A bronze at the 2002 Salt Lake City games is all Kovalchuk has to boast despite being part of a consistently high-powered Russian national team for 12 years.
Expectations are high that Zinetula Bilyaletdinov's men will finally break their post-Soviet gold duck this month.
"Everything is the same. It's my fourth Olympics and each time when we arrive people expect a lot from us," said the 30-year-old SKA St. Petersburg forward. "If God helps us, everything will turn out this time," he added.
"It's great pressure. We've seen how much Sochi changed from 2007, when we won the (right to hold the) Olympics. It's a great honor for everybody to be here."
The main obstacles along Russia's path to gold are reigning champion Canada, who trounced Russia 7-3 in the Vancouver quarterfinals, Sweden, the reigning world champion, and Finland, among others.
"We have a great team, and great team spirit here. We believe in ourselves and our coaches, so I think we have a good chance."
Three groups of four teams make up the men's tournament, which starts Thursday at the Bolshoy Ice Dome and ends with the gold medal game on February 23, the final day of the Games.
Russia is in with the United States, Slovenia and Slovakia; while Canada must deal with Finland, Norway and Austria.

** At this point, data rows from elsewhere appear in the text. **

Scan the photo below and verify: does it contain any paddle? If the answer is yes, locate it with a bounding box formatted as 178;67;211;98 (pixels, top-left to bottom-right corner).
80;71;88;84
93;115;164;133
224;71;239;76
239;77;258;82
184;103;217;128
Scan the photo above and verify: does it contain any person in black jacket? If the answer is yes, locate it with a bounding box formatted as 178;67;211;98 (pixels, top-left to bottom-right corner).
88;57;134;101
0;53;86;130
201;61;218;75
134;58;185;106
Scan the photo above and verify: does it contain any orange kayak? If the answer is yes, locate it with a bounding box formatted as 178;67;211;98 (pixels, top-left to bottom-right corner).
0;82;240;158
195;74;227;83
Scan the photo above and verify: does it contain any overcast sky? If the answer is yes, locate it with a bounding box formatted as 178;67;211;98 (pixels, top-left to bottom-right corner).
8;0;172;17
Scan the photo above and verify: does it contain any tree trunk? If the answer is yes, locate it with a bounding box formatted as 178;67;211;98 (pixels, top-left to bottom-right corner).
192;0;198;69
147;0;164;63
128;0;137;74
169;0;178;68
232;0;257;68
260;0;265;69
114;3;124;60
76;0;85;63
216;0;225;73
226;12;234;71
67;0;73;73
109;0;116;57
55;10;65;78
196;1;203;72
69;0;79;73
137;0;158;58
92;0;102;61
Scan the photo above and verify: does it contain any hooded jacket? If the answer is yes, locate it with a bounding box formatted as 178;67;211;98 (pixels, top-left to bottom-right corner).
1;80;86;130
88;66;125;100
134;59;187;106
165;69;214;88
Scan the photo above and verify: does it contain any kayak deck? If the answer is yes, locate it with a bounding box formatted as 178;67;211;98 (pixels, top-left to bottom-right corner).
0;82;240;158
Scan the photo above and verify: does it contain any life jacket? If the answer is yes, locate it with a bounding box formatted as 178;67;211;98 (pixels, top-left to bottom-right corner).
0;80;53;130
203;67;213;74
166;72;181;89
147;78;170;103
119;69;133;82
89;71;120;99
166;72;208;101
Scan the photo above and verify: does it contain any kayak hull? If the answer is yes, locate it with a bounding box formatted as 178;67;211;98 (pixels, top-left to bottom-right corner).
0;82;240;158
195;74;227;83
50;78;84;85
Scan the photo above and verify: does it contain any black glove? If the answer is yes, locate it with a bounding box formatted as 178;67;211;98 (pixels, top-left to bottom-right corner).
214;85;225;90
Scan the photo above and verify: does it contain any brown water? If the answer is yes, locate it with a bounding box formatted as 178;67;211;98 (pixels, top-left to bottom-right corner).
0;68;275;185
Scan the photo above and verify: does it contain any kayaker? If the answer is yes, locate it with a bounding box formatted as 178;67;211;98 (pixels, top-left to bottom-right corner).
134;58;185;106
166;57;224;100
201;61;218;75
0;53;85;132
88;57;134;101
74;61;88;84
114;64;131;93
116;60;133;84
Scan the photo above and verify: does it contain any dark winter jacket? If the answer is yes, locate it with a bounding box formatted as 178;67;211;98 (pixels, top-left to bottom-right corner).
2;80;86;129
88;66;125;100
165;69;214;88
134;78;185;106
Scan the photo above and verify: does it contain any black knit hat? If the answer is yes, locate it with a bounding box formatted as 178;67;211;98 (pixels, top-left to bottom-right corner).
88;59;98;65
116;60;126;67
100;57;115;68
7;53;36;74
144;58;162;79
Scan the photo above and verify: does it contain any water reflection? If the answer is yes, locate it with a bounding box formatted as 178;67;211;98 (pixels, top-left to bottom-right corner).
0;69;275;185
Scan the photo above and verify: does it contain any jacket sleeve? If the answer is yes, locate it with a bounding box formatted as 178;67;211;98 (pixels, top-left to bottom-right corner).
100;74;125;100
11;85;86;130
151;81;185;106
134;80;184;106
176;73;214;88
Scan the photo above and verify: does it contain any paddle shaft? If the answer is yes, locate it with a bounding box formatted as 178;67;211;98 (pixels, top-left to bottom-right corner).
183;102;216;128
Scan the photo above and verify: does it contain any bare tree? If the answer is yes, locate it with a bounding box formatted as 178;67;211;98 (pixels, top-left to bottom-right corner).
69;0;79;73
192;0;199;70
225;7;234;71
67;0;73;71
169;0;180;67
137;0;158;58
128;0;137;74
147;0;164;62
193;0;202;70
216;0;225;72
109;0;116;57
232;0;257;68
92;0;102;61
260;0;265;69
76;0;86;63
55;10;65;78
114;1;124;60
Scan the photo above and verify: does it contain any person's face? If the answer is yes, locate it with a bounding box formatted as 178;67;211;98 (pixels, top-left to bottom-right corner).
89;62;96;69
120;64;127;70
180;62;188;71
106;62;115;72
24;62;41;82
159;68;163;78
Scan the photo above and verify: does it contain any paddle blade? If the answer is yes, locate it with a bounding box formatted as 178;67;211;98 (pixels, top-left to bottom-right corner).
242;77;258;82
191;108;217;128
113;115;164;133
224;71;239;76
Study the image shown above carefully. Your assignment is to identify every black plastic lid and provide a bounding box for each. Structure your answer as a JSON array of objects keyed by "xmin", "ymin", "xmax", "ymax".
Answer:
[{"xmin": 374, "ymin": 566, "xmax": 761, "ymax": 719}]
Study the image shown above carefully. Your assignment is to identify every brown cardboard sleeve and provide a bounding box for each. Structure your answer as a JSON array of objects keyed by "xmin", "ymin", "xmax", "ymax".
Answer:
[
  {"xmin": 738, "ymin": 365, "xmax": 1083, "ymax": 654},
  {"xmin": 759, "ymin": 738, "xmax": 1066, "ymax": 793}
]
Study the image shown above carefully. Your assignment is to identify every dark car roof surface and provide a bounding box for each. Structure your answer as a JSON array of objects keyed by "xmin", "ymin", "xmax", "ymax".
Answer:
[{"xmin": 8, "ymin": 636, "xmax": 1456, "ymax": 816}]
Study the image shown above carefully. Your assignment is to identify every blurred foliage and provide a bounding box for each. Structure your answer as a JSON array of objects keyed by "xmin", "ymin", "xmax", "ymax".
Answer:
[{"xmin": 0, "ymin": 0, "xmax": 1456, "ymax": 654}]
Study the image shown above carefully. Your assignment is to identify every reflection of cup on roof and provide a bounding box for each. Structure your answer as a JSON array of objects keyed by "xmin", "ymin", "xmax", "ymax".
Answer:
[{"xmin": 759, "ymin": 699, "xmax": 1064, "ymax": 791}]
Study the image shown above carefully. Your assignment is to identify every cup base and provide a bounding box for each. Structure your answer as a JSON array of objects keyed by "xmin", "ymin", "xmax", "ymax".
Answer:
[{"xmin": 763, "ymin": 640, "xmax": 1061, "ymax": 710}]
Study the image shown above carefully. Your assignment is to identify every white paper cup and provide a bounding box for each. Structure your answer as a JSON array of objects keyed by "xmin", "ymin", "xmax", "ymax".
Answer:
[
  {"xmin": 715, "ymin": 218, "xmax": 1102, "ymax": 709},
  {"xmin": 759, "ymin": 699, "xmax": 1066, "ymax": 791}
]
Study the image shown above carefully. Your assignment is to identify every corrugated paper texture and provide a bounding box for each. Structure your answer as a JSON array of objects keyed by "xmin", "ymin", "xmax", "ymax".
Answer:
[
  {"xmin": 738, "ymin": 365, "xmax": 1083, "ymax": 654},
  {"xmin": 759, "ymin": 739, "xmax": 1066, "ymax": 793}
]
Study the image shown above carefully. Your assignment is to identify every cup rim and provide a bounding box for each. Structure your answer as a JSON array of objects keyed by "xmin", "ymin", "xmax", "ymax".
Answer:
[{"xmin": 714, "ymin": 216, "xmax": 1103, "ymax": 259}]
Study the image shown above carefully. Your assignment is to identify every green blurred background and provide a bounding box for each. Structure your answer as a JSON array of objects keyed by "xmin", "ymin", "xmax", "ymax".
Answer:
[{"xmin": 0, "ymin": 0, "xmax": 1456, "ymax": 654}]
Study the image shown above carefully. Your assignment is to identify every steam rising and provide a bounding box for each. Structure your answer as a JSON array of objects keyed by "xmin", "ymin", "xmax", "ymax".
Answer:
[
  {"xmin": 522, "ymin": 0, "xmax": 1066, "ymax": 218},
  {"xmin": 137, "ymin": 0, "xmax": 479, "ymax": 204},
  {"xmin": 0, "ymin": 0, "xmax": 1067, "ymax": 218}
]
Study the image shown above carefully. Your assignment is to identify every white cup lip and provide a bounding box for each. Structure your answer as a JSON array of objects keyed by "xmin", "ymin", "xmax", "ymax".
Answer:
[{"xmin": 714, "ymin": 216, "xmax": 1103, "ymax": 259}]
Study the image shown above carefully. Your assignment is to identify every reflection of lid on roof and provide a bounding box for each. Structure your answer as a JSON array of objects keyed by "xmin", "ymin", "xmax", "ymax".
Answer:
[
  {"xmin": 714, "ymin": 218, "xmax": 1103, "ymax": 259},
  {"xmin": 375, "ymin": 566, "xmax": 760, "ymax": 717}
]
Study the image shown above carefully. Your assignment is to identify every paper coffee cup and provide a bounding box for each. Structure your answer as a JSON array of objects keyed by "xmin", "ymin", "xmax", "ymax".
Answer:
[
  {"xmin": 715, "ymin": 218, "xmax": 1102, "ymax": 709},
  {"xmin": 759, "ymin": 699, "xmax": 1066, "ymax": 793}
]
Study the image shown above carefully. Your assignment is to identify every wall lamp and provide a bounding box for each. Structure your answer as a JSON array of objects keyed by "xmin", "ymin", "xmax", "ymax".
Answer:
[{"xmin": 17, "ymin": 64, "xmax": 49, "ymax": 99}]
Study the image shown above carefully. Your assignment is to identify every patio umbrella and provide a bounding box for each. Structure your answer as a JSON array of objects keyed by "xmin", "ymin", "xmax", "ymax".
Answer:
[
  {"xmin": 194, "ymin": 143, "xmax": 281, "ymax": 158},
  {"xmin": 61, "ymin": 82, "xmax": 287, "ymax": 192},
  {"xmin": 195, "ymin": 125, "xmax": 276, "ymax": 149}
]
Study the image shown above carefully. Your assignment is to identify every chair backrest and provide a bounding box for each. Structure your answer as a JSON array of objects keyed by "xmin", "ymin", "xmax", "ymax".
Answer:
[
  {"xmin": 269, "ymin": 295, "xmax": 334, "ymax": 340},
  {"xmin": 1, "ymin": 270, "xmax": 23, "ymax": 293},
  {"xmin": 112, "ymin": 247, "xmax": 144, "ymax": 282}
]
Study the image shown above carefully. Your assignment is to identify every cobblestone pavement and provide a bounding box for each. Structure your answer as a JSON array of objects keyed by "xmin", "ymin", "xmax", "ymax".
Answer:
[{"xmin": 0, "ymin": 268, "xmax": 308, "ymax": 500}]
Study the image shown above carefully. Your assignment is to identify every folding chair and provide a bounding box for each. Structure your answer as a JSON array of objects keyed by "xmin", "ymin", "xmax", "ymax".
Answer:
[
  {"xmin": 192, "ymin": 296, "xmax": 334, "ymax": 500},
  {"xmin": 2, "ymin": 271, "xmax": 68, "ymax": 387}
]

Sweden is in the mix with a strong Czech team, the Swiss and Latvia.
Kovalchuk shocked the hockey world over the summer by returning to Russia and walking away from a 15-year, $100 million contract he signed with New Jersey in 2010.
An 11-year NHL veteran, Kovalchuk retired with 417 goals and 399 assists in 816 games with the Devils and Atlanta Thrashers, who made him the league's first Russian No. 1 overall pick in 2001.
With SKA St. Petersburg he has 16 goals and 24 assists in 44 games, for ninth place in the KHL scoring charts.